Luke's first glimpse of Leia, his Anima, embodied

Luke's first glimpse of Leia, his Anima, embodied

Luke, of course, learns over the course of two more movies that Vader is his father and Leia is his sister. Furthermore, she is his only connection to Mother — Anakin was the boy without a father; Luke, the boy without a mother. Lightsabers clash once more between father and son, again over the affections of the mother-figure.

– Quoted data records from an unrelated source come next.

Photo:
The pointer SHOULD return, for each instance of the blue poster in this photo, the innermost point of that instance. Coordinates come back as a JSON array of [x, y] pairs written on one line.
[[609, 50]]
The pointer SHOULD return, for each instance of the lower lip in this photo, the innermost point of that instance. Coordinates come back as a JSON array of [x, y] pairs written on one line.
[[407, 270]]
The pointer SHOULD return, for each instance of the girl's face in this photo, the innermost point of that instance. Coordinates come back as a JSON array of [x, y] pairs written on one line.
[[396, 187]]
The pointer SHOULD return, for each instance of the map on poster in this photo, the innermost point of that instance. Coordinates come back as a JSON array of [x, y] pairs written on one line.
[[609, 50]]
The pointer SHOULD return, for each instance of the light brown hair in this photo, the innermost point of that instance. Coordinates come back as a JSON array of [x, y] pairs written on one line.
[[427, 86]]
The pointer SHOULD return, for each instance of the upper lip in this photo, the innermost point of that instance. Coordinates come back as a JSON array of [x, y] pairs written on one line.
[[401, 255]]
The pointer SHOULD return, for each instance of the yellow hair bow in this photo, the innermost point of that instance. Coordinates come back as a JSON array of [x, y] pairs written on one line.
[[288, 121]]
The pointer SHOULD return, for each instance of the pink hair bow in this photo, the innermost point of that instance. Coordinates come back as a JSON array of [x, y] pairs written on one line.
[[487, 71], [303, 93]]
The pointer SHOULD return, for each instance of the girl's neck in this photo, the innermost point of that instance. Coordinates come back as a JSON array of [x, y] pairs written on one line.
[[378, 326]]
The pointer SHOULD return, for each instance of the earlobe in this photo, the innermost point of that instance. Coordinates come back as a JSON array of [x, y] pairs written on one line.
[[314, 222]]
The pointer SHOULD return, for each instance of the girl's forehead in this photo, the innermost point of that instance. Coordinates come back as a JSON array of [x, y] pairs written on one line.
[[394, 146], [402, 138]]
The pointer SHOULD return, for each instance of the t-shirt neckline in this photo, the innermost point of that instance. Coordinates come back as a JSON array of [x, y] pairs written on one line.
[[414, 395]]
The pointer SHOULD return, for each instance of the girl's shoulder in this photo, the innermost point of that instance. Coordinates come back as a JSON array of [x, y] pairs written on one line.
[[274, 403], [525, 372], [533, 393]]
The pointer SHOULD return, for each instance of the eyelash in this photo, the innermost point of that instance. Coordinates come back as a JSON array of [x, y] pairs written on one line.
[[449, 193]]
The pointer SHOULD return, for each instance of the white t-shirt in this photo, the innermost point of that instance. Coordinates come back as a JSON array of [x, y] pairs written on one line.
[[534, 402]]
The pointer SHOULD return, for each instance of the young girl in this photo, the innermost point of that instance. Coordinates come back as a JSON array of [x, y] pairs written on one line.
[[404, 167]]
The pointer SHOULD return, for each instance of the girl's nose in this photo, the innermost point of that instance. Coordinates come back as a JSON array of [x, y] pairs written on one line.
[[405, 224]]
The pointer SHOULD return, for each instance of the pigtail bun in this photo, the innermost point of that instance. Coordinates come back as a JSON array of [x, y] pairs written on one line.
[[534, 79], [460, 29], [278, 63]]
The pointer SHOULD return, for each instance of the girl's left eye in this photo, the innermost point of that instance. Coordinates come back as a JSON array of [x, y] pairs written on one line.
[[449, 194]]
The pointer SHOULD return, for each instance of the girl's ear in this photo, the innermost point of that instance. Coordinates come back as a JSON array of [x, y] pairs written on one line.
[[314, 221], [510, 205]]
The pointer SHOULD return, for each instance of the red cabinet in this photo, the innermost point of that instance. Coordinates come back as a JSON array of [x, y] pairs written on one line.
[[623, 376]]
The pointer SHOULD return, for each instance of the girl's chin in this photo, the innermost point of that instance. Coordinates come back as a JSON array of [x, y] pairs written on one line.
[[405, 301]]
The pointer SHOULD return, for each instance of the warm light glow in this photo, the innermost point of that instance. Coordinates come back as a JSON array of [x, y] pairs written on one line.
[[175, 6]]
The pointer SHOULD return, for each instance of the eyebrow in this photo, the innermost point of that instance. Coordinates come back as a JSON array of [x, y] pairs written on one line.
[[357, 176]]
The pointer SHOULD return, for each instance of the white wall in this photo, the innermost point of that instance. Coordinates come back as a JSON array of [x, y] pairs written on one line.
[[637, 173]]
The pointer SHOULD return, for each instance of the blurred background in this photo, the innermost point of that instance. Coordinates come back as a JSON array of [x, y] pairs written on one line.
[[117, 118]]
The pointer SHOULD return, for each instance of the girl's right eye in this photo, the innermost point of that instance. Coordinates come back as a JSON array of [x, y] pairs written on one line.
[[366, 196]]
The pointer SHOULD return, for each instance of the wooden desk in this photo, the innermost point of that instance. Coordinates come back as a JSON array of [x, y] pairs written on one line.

Yet Luke succeeds where Anakin failed. Anakin’s vice was attachment: the proclivity not to love the other person but to own them; Luke, on the other hand, was a man of compassion, loving the other person out of respect for their humanity, not out of a selfish desire to have them love him back.

In the end, Luke is able to both accept and grow beyond his Oedipal fixations. He recognises Leia not as a object of desire but as his female counterpart. Once we own the Anima as a part of our own psyches, it turns from a jealous desire into the creative force of life itself. It is that which connects us to the larger spiritual world.